Background
The principle of cancer immunoediting allows a deeper understanding of the dual action of immunity on cancer. Whereas the immune system can detect and destroy transformed cells, the constant immune pressure evokes sculpting of the tumor that eventually leads to immune escape. During cancer immunoediting, the host immune system shapes the tumor in three consecutive steps. (i) In the elimination phase, malignant cells are destroyed by a competent immune system. (ii) Tumor cells that manage to survive immune cell-mediated destruction enter an equilibrium phase characterized by sculpting and editing of individual cell clones. (iii) In the escape phase, the edited tumors, which are refractory to immune cell eradication, start to grow and become clinically apparent.
Our research
Challenges in immunotherapy
Natural killer (NK) cells are highly cytotoxic innate immune cells and the first-line of defense against physiologically stressed cells such as tumor cells and virus-infected cells. In recent years, novel cancer immunotherapies have reached clinics and have shown promising results. In particular, the clinical application of NK and T cells against cancer is an area of extensive investigation. However, the lack of sustained therapeutic efficacy and the development of therapy resistance are still challenges we seek to overcome.
Tumor immunoediting
We use a combination of single-cell tracking and next-generation sequencing of tumor cells to quantify the process of NK cell-mediated tumor immunoediting and uncover novel mechanisms of tumor escape. The identification of the molecular signature of NK cell-resistant tumor cell clones will provide the basis for the discovery of novel therapeutic targets to increase the immunogenicity of tumor cells. Alternatively, we aim to increase the cytotoxic function of NK cells. Previously, we have shown that in addition to mediating cytokine responses via the canonical JAK/STAT pathway, STAT1 participates in non-canonical signaling pathways in NK cells initiated at the immunological synapse formed upon target cell contact.

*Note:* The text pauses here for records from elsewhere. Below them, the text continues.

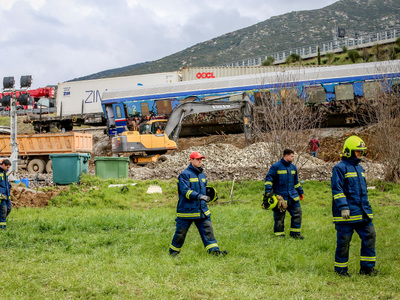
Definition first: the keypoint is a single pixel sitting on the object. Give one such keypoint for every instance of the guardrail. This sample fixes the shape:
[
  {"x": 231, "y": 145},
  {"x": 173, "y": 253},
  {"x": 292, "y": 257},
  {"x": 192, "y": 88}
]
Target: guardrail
[{"x": 362, "y": 41}]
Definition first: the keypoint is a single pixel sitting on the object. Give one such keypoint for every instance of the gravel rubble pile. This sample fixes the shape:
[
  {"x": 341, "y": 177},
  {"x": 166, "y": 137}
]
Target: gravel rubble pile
[{"x": 225, "y": 162}]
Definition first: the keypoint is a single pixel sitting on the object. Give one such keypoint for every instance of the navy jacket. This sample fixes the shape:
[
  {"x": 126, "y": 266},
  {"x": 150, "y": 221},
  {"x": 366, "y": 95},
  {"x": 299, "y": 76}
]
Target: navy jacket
[
  {"x": 349, "y": 191},
  {"x": 283, "y": 179},
  {"x": 192, "y": 184},
  {"x": 5, "y": 186}
]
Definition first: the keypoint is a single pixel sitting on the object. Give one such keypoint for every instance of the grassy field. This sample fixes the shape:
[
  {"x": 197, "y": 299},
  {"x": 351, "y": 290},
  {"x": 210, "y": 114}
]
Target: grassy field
[{"x": 95, "y": 242}]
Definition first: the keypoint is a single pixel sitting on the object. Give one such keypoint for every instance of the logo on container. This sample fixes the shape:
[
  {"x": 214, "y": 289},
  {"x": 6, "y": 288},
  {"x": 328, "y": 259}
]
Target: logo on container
[
  {"x": 67, "y": 91},
  {"x": 201, "y": 75}
]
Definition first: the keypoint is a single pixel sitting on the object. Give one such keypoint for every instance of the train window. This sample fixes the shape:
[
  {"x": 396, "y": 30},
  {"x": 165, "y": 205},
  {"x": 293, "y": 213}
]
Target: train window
[
  {"x": 316, "y": 94},
  {"x": 344, "y": 92},
  {"x": 164, "y": 107},
  {"x": 144, "y": 107},
  {"x": 118, "y": 112},
  {"x": 372, "y": 90}
]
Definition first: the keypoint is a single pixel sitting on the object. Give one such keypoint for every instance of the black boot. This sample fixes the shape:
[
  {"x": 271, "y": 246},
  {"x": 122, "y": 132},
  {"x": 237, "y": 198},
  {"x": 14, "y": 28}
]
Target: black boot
[
  {"x": 218, "y": 253},
  {"x": 368, "y": 271},
  {"x": 343, "y": 274}
]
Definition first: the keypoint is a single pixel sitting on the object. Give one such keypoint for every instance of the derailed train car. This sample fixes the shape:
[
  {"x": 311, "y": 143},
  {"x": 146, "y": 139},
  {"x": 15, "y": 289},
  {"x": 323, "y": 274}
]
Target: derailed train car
[{"x": 338, "y": 91}]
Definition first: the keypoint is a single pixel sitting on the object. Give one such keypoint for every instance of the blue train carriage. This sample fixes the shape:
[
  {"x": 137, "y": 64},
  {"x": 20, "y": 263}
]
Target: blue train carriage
[{"x": 338, "y": 91}]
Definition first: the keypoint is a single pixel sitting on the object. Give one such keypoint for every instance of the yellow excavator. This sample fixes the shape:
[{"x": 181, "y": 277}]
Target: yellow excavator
[{"x": 156, "y": 137}]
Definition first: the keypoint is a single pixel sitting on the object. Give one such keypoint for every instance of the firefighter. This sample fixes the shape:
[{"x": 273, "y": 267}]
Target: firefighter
[
  {"x": 5, "y": 186},
  {"x": 192, "y": 207},
  {"x": 351, "y": 209},
  {"x": 282, "y": 179}
]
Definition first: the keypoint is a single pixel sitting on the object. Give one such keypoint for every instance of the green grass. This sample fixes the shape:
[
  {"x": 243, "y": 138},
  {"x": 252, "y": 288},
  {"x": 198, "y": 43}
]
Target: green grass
[{"x": 99, "y": 243}]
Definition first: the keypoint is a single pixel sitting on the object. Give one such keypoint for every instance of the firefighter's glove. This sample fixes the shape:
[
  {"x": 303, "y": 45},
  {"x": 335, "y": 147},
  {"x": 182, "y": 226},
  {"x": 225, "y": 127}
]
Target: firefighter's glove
[
  {"x": 282, "y": 204},
  {"x": 205, "y": 198},
  {"x": 345, "y": 214}
]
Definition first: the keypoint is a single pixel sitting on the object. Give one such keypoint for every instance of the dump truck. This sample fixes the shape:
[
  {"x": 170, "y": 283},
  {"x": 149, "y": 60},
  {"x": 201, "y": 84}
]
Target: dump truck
[{"x": 34, "y": 149}]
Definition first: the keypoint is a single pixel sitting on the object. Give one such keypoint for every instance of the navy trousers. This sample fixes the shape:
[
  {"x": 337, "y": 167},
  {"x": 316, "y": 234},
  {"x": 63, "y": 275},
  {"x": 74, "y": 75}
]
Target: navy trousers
[
  {"x": 205, "y": 229},
  {"x": 5, "y": 209},
  {"x": 294, "y": 209},
  {"x": 366, "y": 231}
]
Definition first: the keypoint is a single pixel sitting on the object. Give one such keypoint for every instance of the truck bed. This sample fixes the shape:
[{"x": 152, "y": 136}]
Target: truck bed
[{"x": 50, "y": 143}]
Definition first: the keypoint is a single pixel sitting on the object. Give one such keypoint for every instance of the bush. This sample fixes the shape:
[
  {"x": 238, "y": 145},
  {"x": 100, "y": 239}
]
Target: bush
[
  {"x": 353, "y": 55},
  {"x": 292, "y": 58}
]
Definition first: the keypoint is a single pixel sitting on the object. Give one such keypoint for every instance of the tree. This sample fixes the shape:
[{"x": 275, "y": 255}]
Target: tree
[
  {"x": 365, "y": 54},
  {"x": 283, "y": 119},
  {"x": 269, "y": 61},
  {"x": 398, "y": 41},
  {"x": 353, "y": 55},
  {"x": 330, "y": 56}
]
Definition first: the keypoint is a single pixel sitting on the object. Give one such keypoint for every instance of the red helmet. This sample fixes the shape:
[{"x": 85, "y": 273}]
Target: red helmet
[{"x": 196, "y": 154}]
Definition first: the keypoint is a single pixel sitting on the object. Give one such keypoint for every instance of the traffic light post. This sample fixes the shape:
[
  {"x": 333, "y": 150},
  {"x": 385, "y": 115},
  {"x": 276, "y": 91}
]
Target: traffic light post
[{"x": 8, "y": 86}]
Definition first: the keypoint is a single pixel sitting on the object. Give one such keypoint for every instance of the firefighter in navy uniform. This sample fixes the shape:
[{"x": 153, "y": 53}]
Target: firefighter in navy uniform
[
  {"x": 5, "y": 186},
  {"x": 351, "y": 209},
  {"x": 192, "y": 208},
  {"x": 282, "y": 179}
]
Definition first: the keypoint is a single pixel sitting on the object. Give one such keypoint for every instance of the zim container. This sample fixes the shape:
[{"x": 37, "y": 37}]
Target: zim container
[
  {"x": 68, "y": 167},
  {"x": 111, "y": 167}
]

From our previous studies, we learned that STAT1-S727 phosphorylation reduces NK cell cytotoxicity, thereby representing an interesting target to improve NK cell functionality for the use in immunotherapies.
We aim to define the signals and the upstream kinase(s) responsible for non-canonical STAT1 activation upon target cell contact and to study the general role of these kinase(s) in NK cells.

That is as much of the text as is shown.